I no longer have easy access to opiates, which is great.  But I have used from time to time over the past year, usually for not more than three days in a row with long breaks in-between.

My pitfalls have always been related to stress.  Right now I'm in the thick of it: I took a new job not but half a year ago, and I've been scrambling to catch up to the knowledge and skill level that they expect from me.  I've had a couple of deaths in the family recently, and my relationship with my girlfriend is...well...pretty rocky.  Its times like this that I just *ache*.  I want to be able to escape.  Every now and then, I'll give in, but I get right back on the wagon afterward.

I'm no longer taking naltrexone.  I changed health care providers a while back so I could get counseling (Kaiser is big on pharmaceuticals and group-therapy sessions that occur in the middle of the work day).  My new primary care physician decided that since I wasn't using on a regular basis that the naltrexone wasn't serving a purpose anymore.  Well...she's partially right.  But that leaves me open to using on occasion...and I have mixed feelings about that.  I always feel an immeasurable amount of guilt the day afterward, but at the moment when I'm in the throes of that chemical embrace, I feel like I'm at peace.
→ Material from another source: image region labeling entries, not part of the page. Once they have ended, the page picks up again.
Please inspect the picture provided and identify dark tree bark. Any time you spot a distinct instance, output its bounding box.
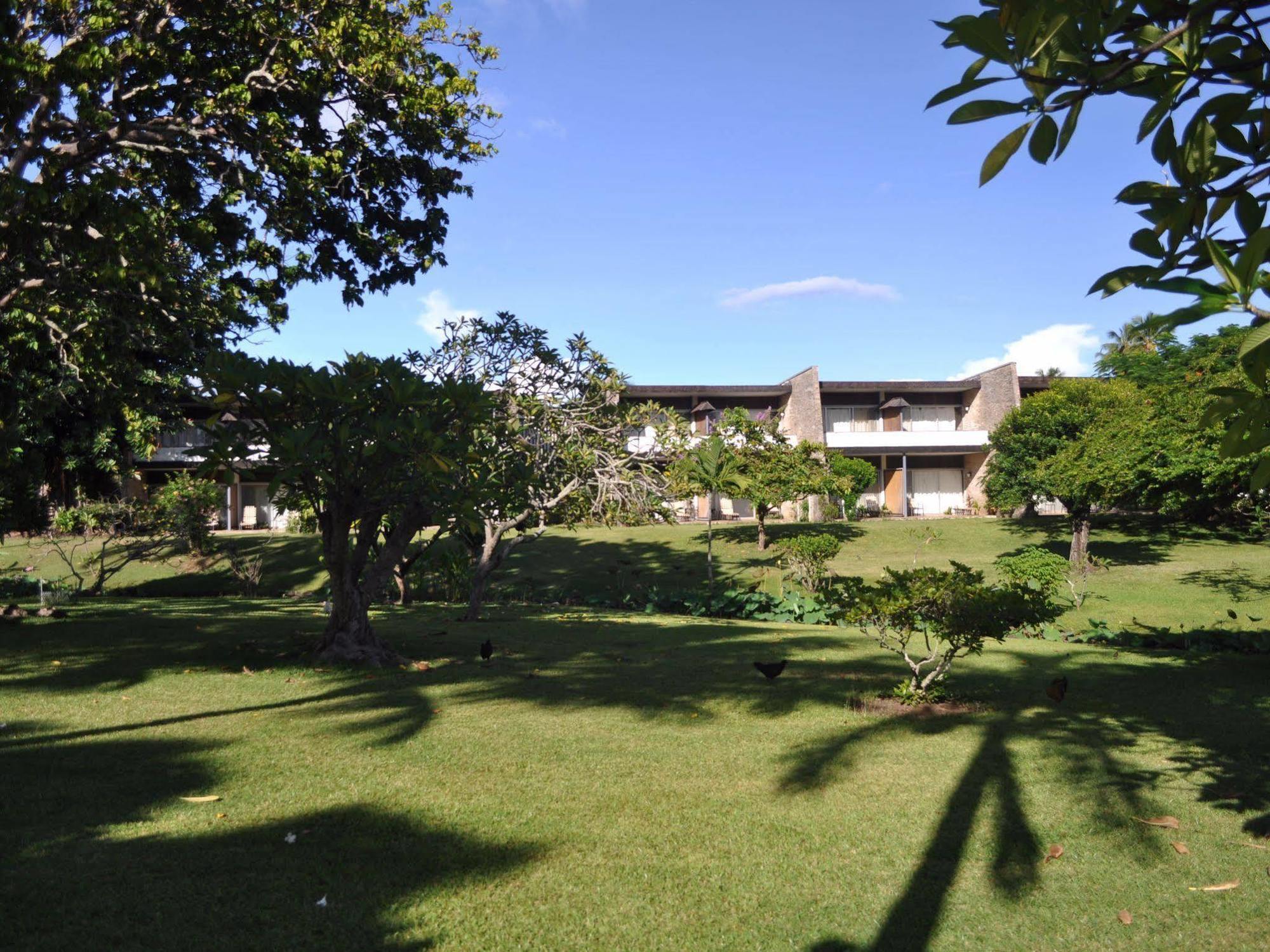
[315,501,423,668]
[1068,509,1090,569]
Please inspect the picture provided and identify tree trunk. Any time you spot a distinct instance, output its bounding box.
[315,512,405,668]
[1068,509,1090,569]
[464,561,494,622]
[706,513,714,593]
[316,580,405,668]
[392,565,410,605]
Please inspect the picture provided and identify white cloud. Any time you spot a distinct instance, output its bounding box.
[530,119,569,138]
[949,324,1099,380]
[415,291,479,340]
[721,274,899,307]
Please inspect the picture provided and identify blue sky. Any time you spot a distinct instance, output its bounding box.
[250,0,1219,383]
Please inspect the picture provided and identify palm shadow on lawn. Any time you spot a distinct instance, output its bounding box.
[0,739,545,949]
[10,599,1270,949]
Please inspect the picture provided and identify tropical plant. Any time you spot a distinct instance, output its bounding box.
[671,435,749,593]
[928,0,1270,491]
[0,0,495,529]
[984,378,1149,566]
[151,472,225,555]
[204,353,489,665]
[828,562,1031,701]
[409,317,665,621]
[780,532,842,594]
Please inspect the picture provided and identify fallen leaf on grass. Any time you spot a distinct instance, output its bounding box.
[1133,816,1181,830]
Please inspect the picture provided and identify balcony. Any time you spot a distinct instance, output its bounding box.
[824,429,988,454]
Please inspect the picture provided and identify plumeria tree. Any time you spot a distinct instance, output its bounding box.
[0,0,495,526]
[409,317,665,621]
[671,434,749,593]
[928,0,1270,500]
[204,353,491,666]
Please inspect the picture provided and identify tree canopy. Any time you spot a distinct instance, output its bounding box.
[408,317,664,621]
[0,0,495,523]
[928,0,1270,489]
[204,352,489,665]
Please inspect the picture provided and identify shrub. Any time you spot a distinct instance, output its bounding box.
[997,546,1069,593]
[780,532,842,593]
[287,504,318,536]
[151,472,224,555]
[829,562,1031,699]
[227,546,264,598]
It's been rough.  I picked up smoking, and later switched to e-cigarettes.  I'm still using benzos, but not nearly in the quantity that I was before.  I still drink in excess sometimes, but usually only once a month and on a weekend.  I've abused Kratom and Gabapentin from time to time as well.  Sometimes I feel like I'm doing great.  Others I...just...I don't know what to do with myself.  I feel like I'm on the edge of the cliff, and one wrong step could set it all back.

I envy the people who seem to be able to deal with stress and function normally - go out with friends, have a rich family life.  At this point in time...all I feel like I can generally handle is work, and everything else is taking a hit.  Even work is...well...sitting in a precarious place where I don't feel like my position is particularly secure.

It's been a while since I went to counseling for CBT, but it can be difficult to find the willpower to implement the skills I learned.  My self-esteem has improved dramatically, but I still experience an overwhelming level of stress and anxiety.  I'm thinking about going back in for counseling.  I have a feeling that what's going on with me is different than Depression or GAD - my most common diagnosis.  I'd like to be re-evaluated.  Still...I'm stronger than I was.  I hope that trend continues.